The giant Airbus A330’s 216 passengers remained strapped tightly into their seats. The storms indigenous to this area had tossed the plane about as though it were a child’s ball. Last night’s native Brazilian dinner, perhaps too rich, had caused Captain Marc Duboise to temporarily turn the ship over to the first and second officers while he made a brief visit to the first-class head. On long international flights, it was not uncommon to share the duties even though the captain had far more hours of experience than the two younger men combined.
Within minutes, the plane would reach TASIL, a point existing only on aeronautical charts and defined by the aircraft’s global-positioning system as 780 statute miles west of Dakar, Senegal. Its only real significance was that it marked the end of the “dead zone,” the point at which there was no VHF radio communication. Though no one voiced the thought, the sound of another human voice would make the turbulence more bearable.
“Merde!” the first officer swore as a particularly violent down draft buffeted the plane, pushing the nose down. He was thrown painfully against his seat harness. The aircraft was bucking like one of those wild horses he had seen in films of American rodeos. Broncos, yes, that was what they were called, broncos. He kept his line of vision on the instrument panel below the windscreen, taking no chance of being temporarily blinded by the lightning outside, flashing with the frequency of a celestial disco. He could only hope the repeated strikes had not damaged the electronics.
The second officer pointed to the altimeter and shouted to be heard above the crash of thunder. “You’re off your assigned altitude of thirty-five thousand feet.” He put a finger on the weather radar, indicating a narrow streak of green between red and yellow blobs. “Try flying zero-seven-zero. That might get us around the worst of it.”
For an instant, the first officer contemplated switching off the autopilot. Its immediate reactions to extreme turbulence could, possibly, damage the air frame. He discarded the idea. Even with hydraulically assisted controls, he would be unable to make all the corrections required by this line of storms. Instead, he thumbed the electric trim tab on the control yoke, elevating the aircraft’s nose.
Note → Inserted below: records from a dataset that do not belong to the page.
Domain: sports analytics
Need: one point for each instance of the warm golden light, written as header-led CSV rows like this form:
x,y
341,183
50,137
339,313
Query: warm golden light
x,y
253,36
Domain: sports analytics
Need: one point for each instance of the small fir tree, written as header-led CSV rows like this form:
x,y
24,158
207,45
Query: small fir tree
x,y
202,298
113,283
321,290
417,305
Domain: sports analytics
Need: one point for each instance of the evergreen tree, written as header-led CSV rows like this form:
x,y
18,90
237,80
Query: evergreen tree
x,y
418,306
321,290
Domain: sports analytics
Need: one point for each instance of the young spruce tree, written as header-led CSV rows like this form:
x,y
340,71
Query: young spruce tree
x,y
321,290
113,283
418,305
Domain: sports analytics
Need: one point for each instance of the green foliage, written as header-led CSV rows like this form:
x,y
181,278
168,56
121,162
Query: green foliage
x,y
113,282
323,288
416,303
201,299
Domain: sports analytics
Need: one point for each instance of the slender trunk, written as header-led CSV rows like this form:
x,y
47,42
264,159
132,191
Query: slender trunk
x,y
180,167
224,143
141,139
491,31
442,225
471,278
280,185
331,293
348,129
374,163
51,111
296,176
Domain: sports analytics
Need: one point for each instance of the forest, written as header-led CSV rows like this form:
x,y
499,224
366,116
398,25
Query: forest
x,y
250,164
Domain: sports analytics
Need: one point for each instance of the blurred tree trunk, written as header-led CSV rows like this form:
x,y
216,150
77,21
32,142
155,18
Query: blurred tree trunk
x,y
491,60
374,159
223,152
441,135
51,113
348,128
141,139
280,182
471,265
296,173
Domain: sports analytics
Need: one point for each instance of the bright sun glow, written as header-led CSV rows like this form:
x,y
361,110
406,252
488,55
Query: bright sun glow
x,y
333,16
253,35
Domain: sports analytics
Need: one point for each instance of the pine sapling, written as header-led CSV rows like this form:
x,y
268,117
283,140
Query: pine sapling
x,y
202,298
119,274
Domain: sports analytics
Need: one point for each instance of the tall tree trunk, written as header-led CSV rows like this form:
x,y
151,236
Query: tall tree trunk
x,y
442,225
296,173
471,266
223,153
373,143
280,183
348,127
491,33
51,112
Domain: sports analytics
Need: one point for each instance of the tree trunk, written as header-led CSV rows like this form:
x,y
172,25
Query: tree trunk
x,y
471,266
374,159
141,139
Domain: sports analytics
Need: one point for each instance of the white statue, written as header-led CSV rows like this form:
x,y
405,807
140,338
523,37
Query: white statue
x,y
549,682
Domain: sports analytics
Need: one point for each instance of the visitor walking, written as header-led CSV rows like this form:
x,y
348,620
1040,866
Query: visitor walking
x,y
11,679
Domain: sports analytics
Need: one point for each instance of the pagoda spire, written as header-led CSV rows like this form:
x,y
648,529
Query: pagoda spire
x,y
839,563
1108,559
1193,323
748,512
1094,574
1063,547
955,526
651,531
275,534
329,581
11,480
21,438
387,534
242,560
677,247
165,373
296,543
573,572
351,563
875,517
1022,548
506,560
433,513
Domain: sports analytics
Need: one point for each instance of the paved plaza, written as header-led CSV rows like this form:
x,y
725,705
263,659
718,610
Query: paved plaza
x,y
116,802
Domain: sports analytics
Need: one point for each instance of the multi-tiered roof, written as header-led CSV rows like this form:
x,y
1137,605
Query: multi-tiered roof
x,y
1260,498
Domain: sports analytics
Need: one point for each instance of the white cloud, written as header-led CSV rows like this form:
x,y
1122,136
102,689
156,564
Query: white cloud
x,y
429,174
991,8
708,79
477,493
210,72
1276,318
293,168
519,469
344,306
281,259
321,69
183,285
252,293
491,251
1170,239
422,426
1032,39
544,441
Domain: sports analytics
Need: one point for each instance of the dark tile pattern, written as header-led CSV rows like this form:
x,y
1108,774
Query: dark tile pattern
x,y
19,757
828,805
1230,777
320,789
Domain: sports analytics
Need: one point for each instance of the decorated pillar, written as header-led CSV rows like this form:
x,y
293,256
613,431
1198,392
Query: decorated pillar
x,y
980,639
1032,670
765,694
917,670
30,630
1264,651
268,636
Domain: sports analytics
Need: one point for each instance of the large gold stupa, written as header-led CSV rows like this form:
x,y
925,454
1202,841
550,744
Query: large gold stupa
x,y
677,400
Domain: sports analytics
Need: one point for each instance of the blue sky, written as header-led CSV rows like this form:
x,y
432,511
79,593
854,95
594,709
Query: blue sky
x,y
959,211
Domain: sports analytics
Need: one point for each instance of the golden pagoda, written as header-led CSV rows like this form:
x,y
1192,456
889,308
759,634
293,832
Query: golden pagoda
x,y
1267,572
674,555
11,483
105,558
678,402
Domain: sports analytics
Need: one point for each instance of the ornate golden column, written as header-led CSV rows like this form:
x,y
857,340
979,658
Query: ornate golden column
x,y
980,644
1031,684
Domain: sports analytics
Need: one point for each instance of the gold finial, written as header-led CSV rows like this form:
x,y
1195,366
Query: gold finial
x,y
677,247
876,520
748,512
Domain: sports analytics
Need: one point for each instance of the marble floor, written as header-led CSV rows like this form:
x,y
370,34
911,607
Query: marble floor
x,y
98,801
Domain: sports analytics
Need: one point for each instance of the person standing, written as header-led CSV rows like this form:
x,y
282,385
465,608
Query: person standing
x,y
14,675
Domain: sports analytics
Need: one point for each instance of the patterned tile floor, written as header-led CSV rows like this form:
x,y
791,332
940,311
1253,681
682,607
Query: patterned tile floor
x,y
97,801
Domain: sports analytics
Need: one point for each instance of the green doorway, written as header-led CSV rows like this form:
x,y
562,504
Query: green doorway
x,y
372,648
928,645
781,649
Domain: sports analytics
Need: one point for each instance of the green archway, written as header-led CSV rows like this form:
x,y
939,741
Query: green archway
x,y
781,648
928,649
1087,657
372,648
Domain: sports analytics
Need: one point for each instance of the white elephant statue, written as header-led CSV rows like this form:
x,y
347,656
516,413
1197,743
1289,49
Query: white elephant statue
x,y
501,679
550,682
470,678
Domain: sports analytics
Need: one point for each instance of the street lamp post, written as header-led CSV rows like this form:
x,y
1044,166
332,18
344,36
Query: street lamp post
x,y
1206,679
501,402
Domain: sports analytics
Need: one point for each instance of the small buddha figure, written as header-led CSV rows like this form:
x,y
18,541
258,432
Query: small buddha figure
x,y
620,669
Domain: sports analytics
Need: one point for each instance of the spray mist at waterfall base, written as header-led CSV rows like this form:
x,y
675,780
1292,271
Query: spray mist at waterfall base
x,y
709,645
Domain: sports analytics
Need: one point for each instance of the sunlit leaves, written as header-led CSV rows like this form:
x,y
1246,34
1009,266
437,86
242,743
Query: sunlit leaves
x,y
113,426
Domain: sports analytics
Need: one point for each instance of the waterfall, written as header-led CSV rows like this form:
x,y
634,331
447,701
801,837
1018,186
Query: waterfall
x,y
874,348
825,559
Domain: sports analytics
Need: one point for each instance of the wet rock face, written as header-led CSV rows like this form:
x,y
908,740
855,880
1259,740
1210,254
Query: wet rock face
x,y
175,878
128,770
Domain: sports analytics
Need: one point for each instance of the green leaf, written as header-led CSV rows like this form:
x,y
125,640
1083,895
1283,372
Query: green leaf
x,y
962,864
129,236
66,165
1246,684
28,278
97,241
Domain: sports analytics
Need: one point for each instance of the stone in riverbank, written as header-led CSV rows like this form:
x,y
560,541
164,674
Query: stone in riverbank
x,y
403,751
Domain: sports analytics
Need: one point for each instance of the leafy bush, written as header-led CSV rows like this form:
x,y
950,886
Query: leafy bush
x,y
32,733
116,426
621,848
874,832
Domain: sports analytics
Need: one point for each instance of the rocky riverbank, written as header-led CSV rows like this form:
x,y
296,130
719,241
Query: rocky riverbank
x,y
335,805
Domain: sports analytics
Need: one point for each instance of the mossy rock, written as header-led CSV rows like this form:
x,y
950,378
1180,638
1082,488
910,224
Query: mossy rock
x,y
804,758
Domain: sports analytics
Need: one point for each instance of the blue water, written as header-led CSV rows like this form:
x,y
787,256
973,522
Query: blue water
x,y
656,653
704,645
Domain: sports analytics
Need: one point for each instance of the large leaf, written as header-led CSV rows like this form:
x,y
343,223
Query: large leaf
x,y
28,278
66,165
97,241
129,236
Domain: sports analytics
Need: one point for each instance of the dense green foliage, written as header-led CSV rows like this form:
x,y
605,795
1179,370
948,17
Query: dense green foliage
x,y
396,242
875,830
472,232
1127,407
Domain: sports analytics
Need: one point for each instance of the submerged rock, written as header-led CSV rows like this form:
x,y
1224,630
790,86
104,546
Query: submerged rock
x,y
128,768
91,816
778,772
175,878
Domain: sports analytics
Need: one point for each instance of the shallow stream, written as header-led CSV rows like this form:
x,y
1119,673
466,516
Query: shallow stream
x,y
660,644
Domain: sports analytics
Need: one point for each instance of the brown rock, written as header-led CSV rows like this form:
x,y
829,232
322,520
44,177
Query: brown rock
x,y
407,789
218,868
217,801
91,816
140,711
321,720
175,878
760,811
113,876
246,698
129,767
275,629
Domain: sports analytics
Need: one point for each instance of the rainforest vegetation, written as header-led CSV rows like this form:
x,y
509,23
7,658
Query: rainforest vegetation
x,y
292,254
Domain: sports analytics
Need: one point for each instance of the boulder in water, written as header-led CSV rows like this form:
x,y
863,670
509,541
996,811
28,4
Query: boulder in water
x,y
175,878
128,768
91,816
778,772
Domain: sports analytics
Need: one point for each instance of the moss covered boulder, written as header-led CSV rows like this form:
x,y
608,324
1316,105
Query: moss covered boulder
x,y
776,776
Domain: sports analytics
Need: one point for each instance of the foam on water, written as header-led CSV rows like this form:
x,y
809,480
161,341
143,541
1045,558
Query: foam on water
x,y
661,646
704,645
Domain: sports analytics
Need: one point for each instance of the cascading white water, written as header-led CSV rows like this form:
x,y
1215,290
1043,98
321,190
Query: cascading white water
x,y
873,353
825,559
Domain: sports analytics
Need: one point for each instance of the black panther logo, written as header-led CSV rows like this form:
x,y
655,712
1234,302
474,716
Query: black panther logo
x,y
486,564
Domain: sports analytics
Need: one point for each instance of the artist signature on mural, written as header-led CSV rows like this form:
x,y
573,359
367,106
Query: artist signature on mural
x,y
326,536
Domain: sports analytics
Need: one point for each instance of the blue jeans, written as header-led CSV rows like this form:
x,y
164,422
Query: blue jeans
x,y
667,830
“That should help,” he shouted above the clatter of hail against the plane’s hull, the sound of a coven of demons demanding admittance.
Neither man noticed the air speed indicator remained steady, an inconsistent reading since airspeed should have decreased in direct proportion to the elevated angle of the aircraft’s nose — one reason planes land in a nose-up configuration.
“The altimeter!” the second officer exclaimed. “It is not moving. Neither is the vertical speed indicator!”
That was the least of the immediate problems. The yoke in the first officer’s hands was not only twisting with the aircraft’s gyrations, but now it was pulsating, a phenomenon neither first nor second officer had ever experienced.
“What the…”
There was a tearing sound, the cry of distressed metal, followed by a crash from the left side of the plane. The second officer looked up as a bolt of lightning illuminated the left wing. The number-one engine was gone, a gaping hole in its place.
“Mon Dieu!”
The stricken aircraft rolled violently to its left, shuddering in its death throws just as the strange expansions and contractions increased in violence. Over the terrified shrieks of passengers and the bedlam of the storm, there was the sound of ripping metal. From its location, the first officer guessed the vertical stabilizer had torn free.